The media that’s bigger than telly

Dan and Phil initially came onto my radar when they first took-over and hosted the short-lived Sunday evening request show on BBC Radio 1 a few years ago. I gathered they were ‘Vloggers’ and at their very young ages had become ‘Youtube Millionaires’. Google’s Youtube has a profit sharing scheme for those who get lots of viewers and allow adverts to run before their content or as banners on the bottom of their content. Or both.

Profit sharing is huge, especially for those who tend to be ‘first in’ with their unique style of ‘art’ or ‘entertainment’, and then grow a community of followers and regular viewers. Indeed, many of the ‘early adopters’ established themselves and quickly made the art of making videos a full time extremely very well paid job. It’s much harder these days to get a slice of the Youtube action, compared to how it was for those early pioneers, but Dan and Phil have made the very big time.

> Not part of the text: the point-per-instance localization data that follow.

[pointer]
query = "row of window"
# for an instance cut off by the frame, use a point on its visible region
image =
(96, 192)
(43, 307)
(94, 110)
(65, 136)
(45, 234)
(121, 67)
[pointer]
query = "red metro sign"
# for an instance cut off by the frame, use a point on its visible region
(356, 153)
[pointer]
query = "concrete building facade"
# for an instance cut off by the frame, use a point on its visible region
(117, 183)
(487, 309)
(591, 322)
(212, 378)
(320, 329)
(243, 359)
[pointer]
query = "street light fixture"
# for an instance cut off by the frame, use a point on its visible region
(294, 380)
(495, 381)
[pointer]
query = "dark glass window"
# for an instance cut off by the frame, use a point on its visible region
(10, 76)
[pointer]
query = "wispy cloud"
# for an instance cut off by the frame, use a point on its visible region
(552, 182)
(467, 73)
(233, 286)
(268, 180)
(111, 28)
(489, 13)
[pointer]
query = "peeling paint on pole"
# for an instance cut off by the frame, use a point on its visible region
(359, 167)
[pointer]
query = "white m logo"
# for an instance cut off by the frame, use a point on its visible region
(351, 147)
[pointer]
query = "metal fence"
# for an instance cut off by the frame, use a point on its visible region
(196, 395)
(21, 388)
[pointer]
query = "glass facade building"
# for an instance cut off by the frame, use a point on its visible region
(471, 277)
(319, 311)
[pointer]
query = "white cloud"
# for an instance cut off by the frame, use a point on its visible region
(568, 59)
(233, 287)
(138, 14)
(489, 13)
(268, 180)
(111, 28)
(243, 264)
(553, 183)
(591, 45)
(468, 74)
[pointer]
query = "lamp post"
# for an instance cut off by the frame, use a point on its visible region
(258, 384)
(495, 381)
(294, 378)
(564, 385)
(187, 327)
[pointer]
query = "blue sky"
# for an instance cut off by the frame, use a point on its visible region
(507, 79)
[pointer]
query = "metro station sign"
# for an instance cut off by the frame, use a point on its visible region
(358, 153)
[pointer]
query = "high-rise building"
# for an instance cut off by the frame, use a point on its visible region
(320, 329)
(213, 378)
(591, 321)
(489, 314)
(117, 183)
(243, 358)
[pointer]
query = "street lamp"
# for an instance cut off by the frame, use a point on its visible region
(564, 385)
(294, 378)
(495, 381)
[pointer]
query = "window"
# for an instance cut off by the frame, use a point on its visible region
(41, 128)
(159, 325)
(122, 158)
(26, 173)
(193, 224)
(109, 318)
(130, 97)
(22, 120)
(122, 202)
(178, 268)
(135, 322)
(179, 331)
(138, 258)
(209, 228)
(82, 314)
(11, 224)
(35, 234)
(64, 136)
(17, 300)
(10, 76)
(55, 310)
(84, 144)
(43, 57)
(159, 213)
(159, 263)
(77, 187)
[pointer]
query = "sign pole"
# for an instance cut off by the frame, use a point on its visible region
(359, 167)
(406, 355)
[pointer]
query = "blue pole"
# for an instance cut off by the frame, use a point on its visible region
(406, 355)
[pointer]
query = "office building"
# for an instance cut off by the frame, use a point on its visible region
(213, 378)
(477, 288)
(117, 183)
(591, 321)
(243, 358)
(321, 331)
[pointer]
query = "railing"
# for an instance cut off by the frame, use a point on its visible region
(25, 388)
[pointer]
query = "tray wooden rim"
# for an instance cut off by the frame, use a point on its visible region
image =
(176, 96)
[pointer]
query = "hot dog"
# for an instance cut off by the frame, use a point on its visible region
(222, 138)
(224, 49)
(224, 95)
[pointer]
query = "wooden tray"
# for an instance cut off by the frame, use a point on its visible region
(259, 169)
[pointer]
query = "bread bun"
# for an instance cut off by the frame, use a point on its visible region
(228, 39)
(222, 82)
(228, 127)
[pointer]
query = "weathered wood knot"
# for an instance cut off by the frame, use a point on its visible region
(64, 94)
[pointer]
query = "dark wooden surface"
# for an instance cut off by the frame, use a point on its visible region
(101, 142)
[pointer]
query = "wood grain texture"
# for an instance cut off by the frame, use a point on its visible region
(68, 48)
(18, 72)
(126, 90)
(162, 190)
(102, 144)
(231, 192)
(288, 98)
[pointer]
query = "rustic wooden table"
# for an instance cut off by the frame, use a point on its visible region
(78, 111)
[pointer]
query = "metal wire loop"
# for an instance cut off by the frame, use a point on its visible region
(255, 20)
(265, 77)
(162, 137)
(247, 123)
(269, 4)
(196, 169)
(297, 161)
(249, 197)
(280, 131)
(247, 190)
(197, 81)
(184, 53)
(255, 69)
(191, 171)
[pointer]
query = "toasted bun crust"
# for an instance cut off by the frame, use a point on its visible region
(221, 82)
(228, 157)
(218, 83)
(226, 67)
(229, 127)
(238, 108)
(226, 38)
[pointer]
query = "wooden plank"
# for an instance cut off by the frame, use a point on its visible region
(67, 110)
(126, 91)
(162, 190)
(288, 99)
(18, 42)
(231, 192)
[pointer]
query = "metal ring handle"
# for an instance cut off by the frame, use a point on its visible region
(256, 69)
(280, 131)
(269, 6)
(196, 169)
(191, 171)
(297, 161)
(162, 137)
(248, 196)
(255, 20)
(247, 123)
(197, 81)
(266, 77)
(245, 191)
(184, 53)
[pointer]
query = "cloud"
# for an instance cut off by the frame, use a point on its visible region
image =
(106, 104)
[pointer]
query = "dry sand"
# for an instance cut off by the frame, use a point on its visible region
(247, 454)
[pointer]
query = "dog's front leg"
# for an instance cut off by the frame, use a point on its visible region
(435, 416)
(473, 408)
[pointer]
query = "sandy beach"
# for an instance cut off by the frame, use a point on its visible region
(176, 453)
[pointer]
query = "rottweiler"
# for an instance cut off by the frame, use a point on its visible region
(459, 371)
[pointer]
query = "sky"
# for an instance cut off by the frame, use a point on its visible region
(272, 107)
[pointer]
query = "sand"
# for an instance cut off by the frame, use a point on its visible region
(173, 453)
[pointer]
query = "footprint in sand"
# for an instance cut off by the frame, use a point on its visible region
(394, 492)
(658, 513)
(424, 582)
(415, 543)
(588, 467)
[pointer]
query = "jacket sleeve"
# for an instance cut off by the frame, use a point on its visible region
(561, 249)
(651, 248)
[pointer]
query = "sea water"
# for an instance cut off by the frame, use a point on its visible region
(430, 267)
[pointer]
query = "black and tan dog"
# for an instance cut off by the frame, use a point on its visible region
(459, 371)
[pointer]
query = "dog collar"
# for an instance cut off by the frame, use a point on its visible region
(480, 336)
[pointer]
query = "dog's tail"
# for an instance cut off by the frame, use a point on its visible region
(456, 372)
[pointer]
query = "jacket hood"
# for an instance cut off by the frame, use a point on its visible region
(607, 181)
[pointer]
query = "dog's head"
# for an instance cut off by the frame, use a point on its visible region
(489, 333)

danandphilSo, to my point.  Dan Howell and Phil Lester are not really on any conventional broadcast media, just Youtube. And yet, it seems, they sold out the 2,500ish seater Liverpool Empire Theatre as part of a UK tour promoting a book.

A book?

That’s an interesting and radical departure from the world of instant and electronic publishing, surely?

And a ‘sell-out’. That’s more than most ex-X Factor singers manage at the Liverpool Empire. Very interesting.

Apparently, by the way, after paying a bit extra for their tickets, fans could queue up before the show and get shuffled into a room for 20 seconds in order to get a hug, a selfie, and part of their body signed.

On Youtube, Dan and Phil have about 5 million personal followers each, more for their joint channels, and most of their videos end up being watched 2 or 3 million times per video, some a heck of a lot more. Heck, that’s loads more viewers than a lot of shows broadcast on TV. And a lot more personal revenue.

I didn’t know (or care) that they were in Liverpool, until late at night when I passed (or tried to pass) a crowd of about 50 youngsters, a lot with drawn on whiskers (naturally), hanging around the Stage Door area of the Liverpool Empire. It was about midnight, long after the show would have finished at say 9:30pm – 10:00pm. Somebody was locking up and pulling down a shutter whilst trying to convince the crowd that the place was now completely empty, the lights were off, he was going home, and definitely Dan and Phil had left the building within seconds of leaving the stage hours earlier, honest.

As if with one voice the waiting crowd sung a chorus of “You’re lying, you’re lying, you’re lying”, obviously convinced that their heroes were still inside waiting for them to leave so that they could then sneak out unharassed. The gentleman locking the shutters down was just a decoy, they told him, as, looking bemused and shrugging his shoulders, he strolled off to a car that was waiting for him.

Now, I know from my own experiences of live performances that the ‘talent’ normally gets whisked away as soon as they leave the stage, getting out of the building before the final phrases of the music have actually played. It’s off to the after-party as quickly as possible, leaving all the fans behind. They certainly never hang around in the very buildings where performances have taken place. And there’s never a need to shut a venue in order to pretend they’ve all gone. But, the fans of Dan and Phil obviously couldn’t comprehend this.

For my part, I couldn’t comprehend, but wanted to bottle, the devotion that the fans the YouTube vloggers seemed to have. This is a dedication and enthusiasm that probably hasn’t been seen in Liverpool since the Beatles. And, as with the Beatlemania back in its day, Dan and Phil mania (they are currently on a sell-out tour of America) is incomprehensible to anybody over the age of 23.